Now multiply through. Thirty-seven and a half percent of plus five, plus sixty-two and a half percent of minus three. That is one-point-eight-seven-five minus one-point-eight-seven-five. Zero. The favorable-looking bracket has an expected value of exactly nothing.

It is not a coincidence

The clean cancellation is not a quirk of the numbers five and three. It is a theorem wearing a disguise.

A driftless price is a martingale: its expected future value is its current value. The optional stopping theorem says that if you stop a martingale at a barrier-hitting time, the expected value at that stopping time is still where you started. The bracket is exactly such a stopping rule. So the expected profit is zero no matter where I put the two barriers. Five and three, ten and two, four and four: all zero.

That is the part worth sitting with. I cannot tune my way to an edge by adjusting the ratio. Moving the take-profit out makes each win bigger and rarer; moving it in makes each win smaller and more frequent. The two effects are not approximately offsetting. They are exactly offsetting, because they are two views of the same conserved quantity.

The take-profit is the harder barrier to reach, and it is harder by precisely the factor that it pays more. The payoff ratio is five to three. The hit-probability ratio is three to five.
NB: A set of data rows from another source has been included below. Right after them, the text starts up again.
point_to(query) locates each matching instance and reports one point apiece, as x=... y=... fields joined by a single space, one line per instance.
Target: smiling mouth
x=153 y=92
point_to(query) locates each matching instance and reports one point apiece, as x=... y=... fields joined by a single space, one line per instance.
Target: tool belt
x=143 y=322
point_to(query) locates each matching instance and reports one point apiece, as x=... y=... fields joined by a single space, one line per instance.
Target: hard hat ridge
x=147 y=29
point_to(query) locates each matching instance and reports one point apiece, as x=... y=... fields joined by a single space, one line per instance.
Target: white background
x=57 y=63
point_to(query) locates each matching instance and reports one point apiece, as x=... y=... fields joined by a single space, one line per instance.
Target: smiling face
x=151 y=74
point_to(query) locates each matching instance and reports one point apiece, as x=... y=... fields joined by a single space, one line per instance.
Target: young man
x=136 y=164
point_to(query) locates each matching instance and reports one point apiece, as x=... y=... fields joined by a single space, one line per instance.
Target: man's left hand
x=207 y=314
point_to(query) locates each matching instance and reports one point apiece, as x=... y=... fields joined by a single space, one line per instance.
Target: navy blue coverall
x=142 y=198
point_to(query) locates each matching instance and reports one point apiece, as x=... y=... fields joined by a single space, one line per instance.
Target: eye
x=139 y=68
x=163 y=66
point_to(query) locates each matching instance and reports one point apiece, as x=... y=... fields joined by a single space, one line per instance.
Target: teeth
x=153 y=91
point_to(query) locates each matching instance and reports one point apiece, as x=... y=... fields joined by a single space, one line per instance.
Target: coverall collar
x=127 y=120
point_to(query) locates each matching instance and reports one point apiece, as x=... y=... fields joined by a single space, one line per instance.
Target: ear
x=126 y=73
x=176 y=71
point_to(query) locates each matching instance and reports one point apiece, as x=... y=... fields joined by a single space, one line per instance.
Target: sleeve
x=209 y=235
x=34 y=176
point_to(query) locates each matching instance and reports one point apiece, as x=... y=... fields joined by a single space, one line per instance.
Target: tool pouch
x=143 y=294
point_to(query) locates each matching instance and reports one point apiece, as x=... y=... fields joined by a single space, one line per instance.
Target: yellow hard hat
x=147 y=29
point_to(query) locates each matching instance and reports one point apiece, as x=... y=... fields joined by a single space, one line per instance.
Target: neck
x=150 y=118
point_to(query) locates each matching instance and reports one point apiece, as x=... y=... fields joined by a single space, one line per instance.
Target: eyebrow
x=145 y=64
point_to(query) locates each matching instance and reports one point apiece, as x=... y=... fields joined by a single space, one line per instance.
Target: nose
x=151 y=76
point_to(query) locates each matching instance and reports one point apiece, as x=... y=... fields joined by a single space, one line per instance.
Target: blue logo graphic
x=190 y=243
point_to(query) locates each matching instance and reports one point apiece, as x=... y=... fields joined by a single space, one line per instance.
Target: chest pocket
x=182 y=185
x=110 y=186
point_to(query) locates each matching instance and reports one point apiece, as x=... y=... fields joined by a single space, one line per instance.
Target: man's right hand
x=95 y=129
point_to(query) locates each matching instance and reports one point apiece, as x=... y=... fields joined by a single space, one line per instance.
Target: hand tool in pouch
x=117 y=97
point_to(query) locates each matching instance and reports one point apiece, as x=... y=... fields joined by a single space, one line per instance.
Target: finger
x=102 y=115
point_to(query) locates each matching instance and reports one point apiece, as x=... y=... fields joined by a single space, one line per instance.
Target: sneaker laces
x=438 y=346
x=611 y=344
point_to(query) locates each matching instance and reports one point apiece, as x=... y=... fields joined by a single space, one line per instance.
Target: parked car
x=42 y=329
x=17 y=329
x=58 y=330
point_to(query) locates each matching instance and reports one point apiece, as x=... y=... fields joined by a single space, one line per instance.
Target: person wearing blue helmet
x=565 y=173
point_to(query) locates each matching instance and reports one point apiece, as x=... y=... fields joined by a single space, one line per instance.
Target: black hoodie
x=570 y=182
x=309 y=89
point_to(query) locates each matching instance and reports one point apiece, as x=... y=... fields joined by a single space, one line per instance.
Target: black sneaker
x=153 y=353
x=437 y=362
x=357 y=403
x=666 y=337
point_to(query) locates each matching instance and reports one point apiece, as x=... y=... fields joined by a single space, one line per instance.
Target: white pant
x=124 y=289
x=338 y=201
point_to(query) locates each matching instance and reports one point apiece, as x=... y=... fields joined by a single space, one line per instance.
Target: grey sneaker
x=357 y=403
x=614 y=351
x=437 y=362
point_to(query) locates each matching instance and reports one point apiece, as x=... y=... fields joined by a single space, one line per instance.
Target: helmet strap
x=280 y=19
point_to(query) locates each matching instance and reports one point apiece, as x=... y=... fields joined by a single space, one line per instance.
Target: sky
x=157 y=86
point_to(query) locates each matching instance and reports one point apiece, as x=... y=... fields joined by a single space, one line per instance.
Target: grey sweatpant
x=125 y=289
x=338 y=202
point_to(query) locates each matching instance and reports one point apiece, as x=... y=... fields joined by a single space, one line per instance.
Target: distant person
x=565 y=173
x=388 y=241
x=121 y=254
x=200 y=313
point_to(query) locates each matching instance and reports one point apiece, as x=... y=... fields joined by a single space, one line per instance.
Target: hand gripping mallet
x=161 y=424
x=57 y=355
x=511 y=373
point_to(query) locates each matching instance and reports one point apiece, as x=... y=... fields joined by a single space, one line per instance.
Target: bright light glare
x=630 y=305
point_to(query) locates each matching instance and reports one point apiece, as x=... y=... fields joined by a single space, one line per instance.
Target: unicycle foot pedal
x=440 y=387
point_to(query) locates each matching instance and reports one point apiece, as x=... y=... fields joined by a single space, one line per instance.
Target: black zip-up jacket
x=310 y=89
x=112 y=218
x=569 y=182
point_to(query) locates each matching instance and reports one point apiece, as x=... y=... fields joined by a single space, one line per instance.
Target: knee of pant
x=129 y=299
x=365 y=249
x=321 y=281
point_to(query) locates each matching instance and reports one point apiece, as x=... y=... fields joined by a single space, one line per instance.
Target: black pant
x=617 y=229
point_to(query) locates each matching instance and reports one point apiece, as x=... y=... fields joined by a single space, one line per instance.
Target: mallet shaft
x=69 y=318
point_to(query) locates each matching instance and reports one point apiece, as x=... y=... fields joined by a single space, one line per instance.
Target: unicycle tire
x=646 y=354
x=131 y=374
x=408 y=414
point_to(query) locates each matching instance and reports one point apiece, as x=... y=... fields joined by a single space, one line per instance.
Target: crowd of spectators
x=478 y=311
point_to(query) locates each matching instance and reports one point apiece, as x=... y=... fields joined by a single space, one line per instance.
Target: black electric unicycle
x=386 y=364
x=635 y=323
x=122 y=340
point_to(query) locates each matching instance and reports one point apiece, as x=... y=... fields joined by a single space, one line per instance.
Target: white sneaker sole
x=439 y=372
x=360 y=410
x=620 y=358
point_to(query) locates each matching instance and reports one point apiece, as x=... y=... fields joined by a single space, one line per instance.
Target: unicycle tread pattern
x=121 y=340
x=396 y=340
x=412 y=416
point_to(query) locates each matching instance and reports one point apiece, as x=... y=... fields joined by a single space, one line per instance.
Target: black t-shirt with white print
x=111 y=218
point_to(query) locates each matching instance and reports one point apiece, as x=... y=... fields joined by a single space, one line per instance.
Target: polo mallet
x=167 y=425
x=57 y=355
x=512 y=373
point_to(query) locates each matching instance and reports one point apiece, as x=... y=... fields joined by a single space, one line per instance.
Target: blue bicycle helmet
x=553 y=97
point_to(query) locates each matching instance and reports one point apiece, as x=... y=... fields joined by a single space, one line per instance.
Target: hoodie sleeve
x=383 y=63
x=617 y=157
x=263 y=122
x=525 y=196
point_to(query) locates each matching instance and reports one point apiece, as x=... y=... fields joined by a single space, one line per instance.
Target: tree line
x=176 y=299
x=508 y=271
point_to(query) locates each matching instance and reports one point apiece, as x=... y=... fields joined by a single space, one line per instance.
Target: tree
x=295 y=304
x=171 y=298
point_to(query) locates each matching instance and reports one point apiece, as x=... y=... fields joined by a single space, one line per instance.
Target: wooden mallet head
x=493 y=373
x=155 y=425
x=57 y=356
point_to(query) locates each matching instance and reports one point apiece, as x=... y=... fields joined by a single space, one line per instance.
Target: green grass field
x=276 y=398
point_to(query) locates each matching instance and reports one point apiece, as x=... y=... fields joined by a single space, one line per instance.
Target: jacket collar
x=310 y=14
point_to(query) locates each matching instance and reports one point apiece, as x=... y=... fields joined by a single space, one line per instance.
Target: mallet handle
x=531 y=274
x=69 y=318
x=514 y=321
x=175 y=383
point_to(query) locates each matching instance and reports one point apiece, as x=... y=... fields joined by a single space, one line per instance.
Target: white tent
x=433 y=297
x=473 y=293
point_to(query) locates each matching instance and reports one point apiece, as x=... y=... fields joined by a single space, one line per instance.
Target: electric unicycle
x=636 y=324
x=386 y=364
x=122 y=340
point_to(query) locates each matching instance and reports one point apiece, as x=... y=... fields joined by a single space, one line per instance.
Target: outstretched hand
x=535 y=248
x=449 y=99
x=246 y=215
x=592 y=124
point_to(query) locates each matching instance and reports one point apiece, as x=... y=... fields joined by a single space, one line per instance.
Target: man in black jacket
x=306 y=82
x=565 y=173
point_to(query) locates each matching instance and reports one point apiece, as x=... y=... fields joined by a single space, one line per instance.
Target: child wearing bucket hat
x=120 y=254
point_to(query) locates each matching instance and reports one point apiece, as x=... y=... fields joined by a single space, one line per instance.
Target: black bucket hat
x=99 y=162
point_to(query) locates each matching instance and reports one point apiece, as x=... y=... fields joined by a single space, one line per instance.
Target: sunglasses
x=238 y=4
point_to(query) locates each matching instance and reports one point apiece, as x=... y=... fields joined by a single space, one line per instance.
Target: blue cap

Their product is one. That is the whole story of a bracket on a random walk in a single sentence.

Where the money actually is

If the bracket has no mean to give, then every dollar of expectancy in the system has to come from somewhere else, and there is only one place left: drift.

Drift is the edge. It is the small directional bias that makes the price more likely to move up than down after a long signal fires. Give the same two barriers even a slight upward drift and the hit probabilities tilt, the cancellation breaks, and the expectancy goes positive. The signal supplies the drift. The bracket does nothing but convert that drift into a realized distribution of outcomes.

This reframes what the risk framework is for. The stop, the target, the position size: none of them create return. They shape the distribution of a number whose average was already set the moment I chose the signal. A wider stop trades win rate for win size. A tighter one does the reverse. The framework controls variance, skew, and how often I take a loss. It does not control the mean. Only the signal does that.

It also settles an argument I keep having with the scoreboard. A win rate under fifty percent is not a failure of the engine. With a five-to-three bracket, a coin-flip signal produces a thirty-seven percent win rate by construction, and a genuinely edged signal might only lift that into the forties. Judging the engine by win rate alone measures the bracket geometry, not the edge. The wins are supposed to be rarer than the losses, because they are bigger.

The honest asterisks

Real prices are not driftless Brownian motion, and the deviations all make the live bracket worse than the clean math, not better. Prices gap, so a stop can fill below minus three, dragging the loss tail past where the geometry assumed it stopped. Barriers are checked on fifteen-minute bar closes, not continuously, which blurs both touches. Commissions and slippage turn a true random walk from zero into negative. And my trailing stop and time stop are not static barriers at all; they are moving ones, which is precisely an attempt to break the symmetry the static bracket cannot.

But the core result survives all of it. A bracket cannot manufacture an edge. It can only decide the shape of a number whose average was fixed upstream. So I stopped treating the three-and-five as a lever to optimize and started treating it as what it is: a choice about how my P&L is distributed, paid for entirely out of an edge the bracket itself will never produce.